Hmm, indeed Parsoid considered this modified content but chose to use the piped form. Can you provide steps to reproduce what you did? ie. How did you generate the list from Wikidata and copy/paste it to VE?

I've done an other edit since, but nothing changed.

Selective serialization would prevent further edits from cleaning up any unmodified portion of the page.

Can you provide steps to reproduce what you did? ie. How did you generate the list from Wikidata and copy/paste it to VE?

I use one of the Dicare tools (the interface is only in French), which generates lists of people with the same family name, based on Wikidata. The goal is to create disambiguation pages. http://tools.dicare.org/noms/homonymie.php

  1. Generate the list for Le Goff (Q24707465): http://tools.dicare.org/noms/homonymie.php?id=Q24707465&fallback=en+de+es+it+nl+br+ca (button 'gérérer")
  2. The wikitext is copied on a wiki page, using wikitext editor.
  3. All links are like this (bug to be fixed): [[Alain_Le_Goff|Alain Le Goff]].
  4. I do a simple search and replace on underscore signs to have [[Alain Le Goff|Alain Le Goff]] (I don't know how to remove Alain_Le_Goff| and all similare cases at once).
  5. I save the page

I use one of the Dicare tools (the interface is only in French), which generates lists of people with the same family name, based on Wikidata. The goal is to create disambiguation pages. http://tools.dicare.org/noms/homonymie.php

  1. Generate the list for Le Goff (Q24707465): http://tools.dicare.org/noms/homonymie.php?id=Q24707465&fallback=en+de+es+it+nl+br+ca (button 'gérérer")
  2. The wikitext is copied on a wiki page, using wikitext editor.

Sorry, this point needs some clarification.

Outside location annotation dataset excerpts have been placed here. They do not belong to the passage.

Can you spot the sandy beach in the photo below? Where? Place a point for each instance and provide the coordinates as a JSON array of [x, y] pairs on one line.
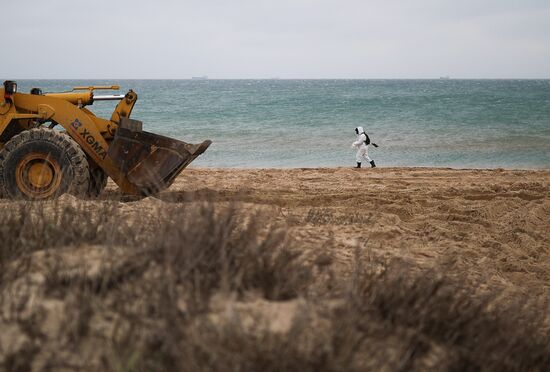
[[299, 269], [490, 222]]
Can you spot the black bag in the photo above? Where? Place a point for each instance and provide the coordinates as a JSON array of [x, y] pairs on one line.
[[367, 139]]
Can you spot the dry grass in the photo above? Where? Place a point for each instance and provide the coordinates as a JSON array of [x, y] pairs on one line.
[[204, 287]]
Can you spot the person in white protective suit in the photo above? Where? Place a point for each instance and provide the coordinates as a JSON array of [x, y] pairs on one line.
[[362, 144]]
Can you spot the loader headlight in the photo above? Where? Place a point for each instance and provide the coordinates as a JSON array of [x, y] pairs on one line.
[[10, 88]]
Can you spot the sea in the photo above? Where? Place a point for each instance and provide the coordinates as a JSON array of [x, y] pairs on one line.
[[310, 123]]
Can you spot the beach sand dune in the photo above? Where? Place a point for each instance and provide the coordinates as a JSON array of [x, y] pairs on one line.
[[495, 222]]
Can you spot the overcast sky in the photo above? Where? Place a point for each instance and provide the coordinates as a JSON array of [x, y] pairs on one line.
[[280, 38]]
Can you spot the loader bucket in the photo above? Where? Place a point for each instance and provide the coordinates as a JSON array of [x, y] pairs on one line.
[[151, 162]]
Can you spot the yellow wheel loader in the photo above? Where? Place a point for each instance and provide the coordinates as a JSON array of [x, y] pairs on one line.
[[51, 144]]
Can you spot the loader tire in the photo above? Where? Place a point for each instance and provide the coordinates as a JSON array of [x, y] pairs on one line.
[[42, 163], [98, 180]]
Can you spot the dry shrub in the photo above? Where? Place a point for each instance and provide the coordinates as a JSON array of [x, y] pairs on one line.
[[152, 294]]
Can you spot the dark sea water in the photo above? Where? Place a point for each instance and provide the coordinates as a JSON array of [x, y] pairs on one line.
[[310, 123]]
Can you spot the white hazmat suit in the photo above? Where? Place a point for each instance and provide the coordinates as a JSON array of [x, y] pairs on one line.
[[362, 148]]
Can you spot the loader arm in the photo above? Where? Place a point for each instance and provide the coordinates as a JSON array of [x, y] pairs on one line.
[[139, 162]]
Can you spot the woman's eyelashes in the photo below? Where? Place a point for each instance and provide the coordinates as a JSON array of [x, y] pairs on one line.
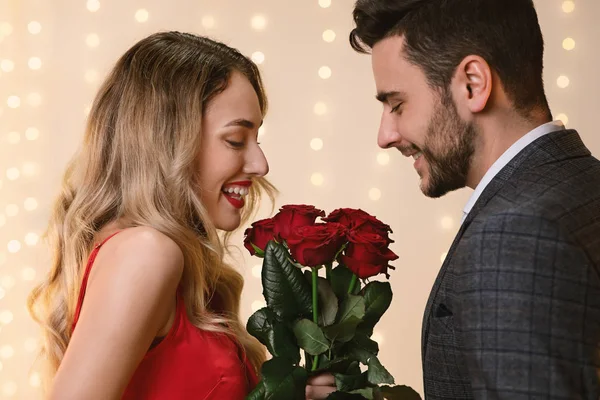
[[236, 144]]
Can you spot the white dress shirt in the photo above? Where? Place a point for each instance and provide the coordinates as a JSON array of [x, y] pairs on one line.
[[505, 158]]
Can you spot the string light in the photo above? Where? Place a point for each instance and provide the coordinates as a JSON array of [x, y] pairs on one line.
[[325, 72], [14, 246], [316, 144], [329, 36]]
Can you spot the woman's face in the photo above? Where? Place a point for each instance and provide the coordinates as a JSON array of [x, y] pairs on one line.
[[230, 155]]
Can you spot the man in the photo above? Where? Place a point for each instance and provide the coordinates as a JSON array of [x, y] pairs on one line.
[[515, 310]]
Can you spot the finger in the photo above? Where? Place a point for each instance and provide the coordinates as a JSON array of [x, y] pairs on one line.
[[319, 392], [322, 380]]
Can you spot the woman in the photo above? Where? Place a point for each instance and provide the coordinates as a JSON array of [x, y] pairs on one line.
[[139, 303]]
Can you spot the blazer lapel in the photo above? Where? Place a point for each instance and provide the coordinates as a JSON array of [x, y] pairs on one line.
[[549, 148]]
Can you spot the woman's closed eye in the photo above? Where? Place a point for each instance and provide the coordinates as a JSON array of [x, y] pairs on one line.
[[235, 144]]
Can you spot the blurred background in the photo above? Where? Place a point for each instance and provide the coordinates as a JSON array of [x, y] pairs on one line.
[[319, 136]]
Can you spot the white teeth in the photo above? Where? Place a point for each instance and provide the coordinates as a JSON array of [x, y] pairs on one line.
[[241, 191]]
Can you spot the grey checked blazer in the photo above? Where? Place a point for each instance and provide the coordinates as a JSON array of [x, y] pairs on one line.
[[515, 310]]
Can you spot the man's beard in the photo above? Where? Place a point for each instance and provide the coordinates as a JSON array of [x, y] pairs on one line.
[[448, 149]]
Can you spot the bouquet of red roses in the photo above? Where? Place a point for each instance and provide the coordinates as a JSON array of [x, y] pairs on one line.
[[331, 318]]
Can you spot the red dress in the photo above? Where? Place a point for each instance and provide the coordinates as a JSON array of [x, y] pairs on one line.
[[188, 363]]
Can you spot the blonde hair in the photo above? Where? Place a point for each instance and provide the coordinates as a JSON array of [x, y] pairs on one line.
[[138, 162]]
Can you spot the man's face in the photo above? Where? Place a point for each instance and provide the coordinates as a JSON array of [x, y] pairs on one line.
[[421, 122]]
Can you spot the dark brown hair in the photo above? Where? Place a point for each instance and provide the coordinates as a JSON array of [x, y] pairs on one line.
[[439, 34]]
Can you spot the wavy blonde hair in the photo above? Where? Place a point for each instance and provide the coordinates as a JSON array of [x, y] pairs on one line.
[[138, 163]]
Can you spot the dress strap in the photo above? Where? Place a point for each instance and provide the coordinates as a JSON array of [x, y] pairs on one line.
[[86, 275]]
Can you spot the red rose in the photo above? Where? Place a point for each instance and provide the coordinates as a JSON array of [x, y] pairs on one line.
[[317, 244], [359, 220], [259, 235], [291, 217], [367, 254]]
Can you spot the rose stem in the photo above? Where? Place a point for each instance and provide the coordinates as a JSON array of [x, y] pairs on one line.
[[352, 283], [328, 271], [315, 276]]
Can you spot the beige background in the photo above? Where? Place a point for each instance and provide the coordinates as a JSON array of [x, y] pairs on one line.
[[74, 43]]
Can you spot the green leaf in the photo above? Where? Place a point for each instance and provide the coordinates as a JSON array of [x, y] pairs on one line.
[[351, 306], [377, 374], [283, 381], [310, 337], [362, 348], [378, 297], [337, 365], [340, 281], [258, 252], [342, 332], [275, 335], [399, 393], [345, 396], [328, 303], [286, 291], [347, 383], [367, 393], [258, 393], [353, 368]]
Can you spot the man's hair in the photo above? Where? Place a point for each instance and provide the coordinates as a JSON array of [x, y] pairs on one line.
[[439, 34]]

The output of that tool is some wikitext (wikicode) and you paste it in a wikitext editor? At what point do you put it in VE?

  1. All links are like this (bug to be fixed): [[Alain_Le_Goff|Alain Le Goff]].
  2. I do a simple search and replace on underscore signs to have [[Alain Le Goff|Alain Le Goff]] (I don't know how to remove Alain_Le_Goff| and all similare cases at once).
  3. I save the page

The output of that tool is some wikitext (wikicode) and you paste it in a wikitext editor? At what point do you put it in VE?

In the meantime, @Envlh has fixed the tool. All links were like [[Alain_Le_Goff|Alain Le Goff]] due to a change on how Wikidata items were stored.

ssastry moved this task from In Progress to Backlog on the Parsoid board.Sep 11 2017, 7:09 PM

What's the status of this task?

I didn't had time to make more edits that would have reproduced the issue.

ssastry changed the task status from Open to Stalled.Dec 15 2017, 10:14 PM

If there haven't been other cases other than the one Benoit reported, isn't this resolved?

I haven't found other cases either.

ssastry closed this task as Resolved.Dec 19 2017, 2:58 PM

Please reopen if there are other instances that show up.